Todos estos muchachos tenían dinero o procedían de familias con dinero. Tenían todos la formación necesaria para ejercer una profesión. Algún día pertenecerían a la clase media alta, los ricos, al grupo que dirigiría las actividades del país. En época de guerra habrían procurado por todos los medios ingresar en la Escuela de Cadetes para hacerse oficiales. Ahora deseaban ser panaderos y especialistas en reparación de uniformes o mecánicos. Uno de ellos, de veinticinco años, ocupaba un puesto en la bolsa de Nueva York; otro, era especialista en valores. Por entonces, Wall Street rebosaba nuevos valores que subían diez puntos en cuanto los emitían, y aquellos muchachos estaban haciéndose ricos. Llovía el dinero. Me pagaron y yo pagué a mi hermano Artie el dinero que le debía. Artie se sorprendió un poco y sintió cierta curiosidad. Le dije que había tenido suerte en el juego. Me daba vergüenza contarle la verdad, y fue una de las pocas veces que le mentí.

Frank se convirtió en mi asesor.

– Cuidado con esos chicos -decía-. Son de temer. Mantenles a raya y te respetarán más.

Me encogí de hombros. No entendía sus delicadas instrucciones morales.

– Son todos una pandilla de niños llorones -decía Frank-. ¿Por qué demonios no pueden ir y hacer dos años de servicio al país en vez de este cuento de los seis meses? Tú y yo luchamos en la guerra, combatimos por nuestro país y no tenemos un dólar. Somos pobres. En cambio a esos tipos el país les ha tratado magníficamente. Sus familias son todas ricas. Tienen buenos trabajos, grandes futuros. Y los muy cabrones ni siquiera hacen el servicio. Me sorprendía su furia, normalmente era un tipo muy tranquilo, no hablaba mal de nadie. Y me di cuenta de que su patriotismo era auténtico.
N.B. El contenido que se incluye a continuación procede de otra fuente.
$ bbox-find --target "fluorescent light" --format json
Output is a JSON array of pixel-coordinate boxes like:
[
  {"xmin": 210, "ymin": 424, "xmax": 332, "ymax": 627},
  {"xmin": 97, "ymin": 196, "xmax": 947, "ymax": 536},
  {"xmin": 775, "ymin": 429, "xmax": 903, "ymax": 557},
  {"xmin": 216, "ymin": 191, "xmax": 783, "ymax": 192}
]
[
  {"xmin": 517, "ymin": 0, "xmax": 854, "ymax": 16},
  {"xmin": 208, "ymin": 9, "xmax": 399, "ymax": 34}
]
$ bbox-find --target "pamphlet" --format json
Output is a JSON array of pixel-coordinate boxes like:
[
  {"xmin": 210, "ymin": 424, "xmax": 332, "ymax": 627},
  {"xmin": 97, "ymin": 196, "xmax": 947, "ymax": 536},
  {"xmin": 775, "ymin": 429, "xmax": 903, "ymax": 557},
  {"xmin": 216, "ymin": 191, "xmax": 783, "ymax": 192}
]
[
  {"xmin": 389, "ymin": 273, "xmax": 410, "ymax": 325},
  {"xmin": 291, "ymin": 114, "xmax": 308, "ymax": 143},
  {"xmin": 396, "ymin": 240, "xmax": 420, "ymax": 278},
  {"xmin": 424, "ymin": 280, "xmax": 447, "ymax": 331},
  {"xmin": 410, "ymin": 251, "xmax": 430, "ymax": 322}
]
Como sargento de la reserva, era terriblemente honrado, sólo como funcionario civil era un sinvergüenza.

En los meses siguientes, no tuve problema para crearme una clientela. Hice dos listas: una era la lista de espera oficial; la otra era mi lista particular. Procuraba no ser codicioso. Utilizaba diez plazas para los clientes de pago y otras diez para la lista oficial. Y me ganaba tranquilamente mi billete de mil al mes. De hecho, mis clientes empezaron a pujar y pronto el precio pasó a ser de trescientos dólares. Me sentía culpable cuando llegaba un pobre chico que yo sabía que jamás se abriría paso en la lista oficial antes de que le reclutaran. Tanto me fastidiaba esto, que al final deseché por completo la lista oficial. Incluía diez de pago y diez afortunados que no pagaban nada. En suma, ejercitaba el poder, algo que siempre había pensado que nunca haría. Y no era malo aquello, no.

Yo no lo sabía, pero estaba creando un cuerpo de amigos en mis unidades que más tarde me ayudarían a salvar el pellejo. Establecí además otra regla. Todo el que fuese artista, escritor, actor, o director teatral, pasaba gratis. Era una especie de compensación porque yo ya no escribía, no sentía deseos de escribir y también por ello me sentía culpable. En realidad, estaba amontonando culpa al mismo ritmo que amontonaba dinero. E intentaba expiar mi culpa al modo norteamericano típico: haciendo buenas obras.

Frank me reñía por mi falta de instinto comercial. Era demasiado buen chico, tenía que ser más duro porque si no todos se aprovecharían de mí. Pero se equivocaba. No era tan buen chico como él y los demás creían.

Porque yo miraba al futuro. Bastaba utilizar un mínimo de inteligencia para saber que aquel asunto acabaría descubriéndose algún día. Había demasiada gente implicada. Cientos de civiles con trabajos como el mío estaban recibiendo sobornos. Miles de reservistas quedaban alistados en el programa de seis meses tras pagar una cuota sustancial. Esto era algo que aún me divertía, todo el mundo pagando para entrar en el ejército.

Un día, vino un hombre de unos cincuenta años con su hijo. Era un próspero hombre de negocios y su hijo un abogado que empezaba entonces a ejercer como tal. El padre tenía un montón de cartas de políticos. Habló con el comandante y luego vino otra vez la noche de la reunión de la unidad y se entrevistó con el coronel de la reserva. Todos fueron muy correctos con él, pero me lo enviaron a mí con la mierda habitual de la cuota. Así que el padre vino con su hijo a mi despacho a poner el nombre del chico al final de la lista de espera oficial. Se llamaba Hiller y su hijo Jeremy.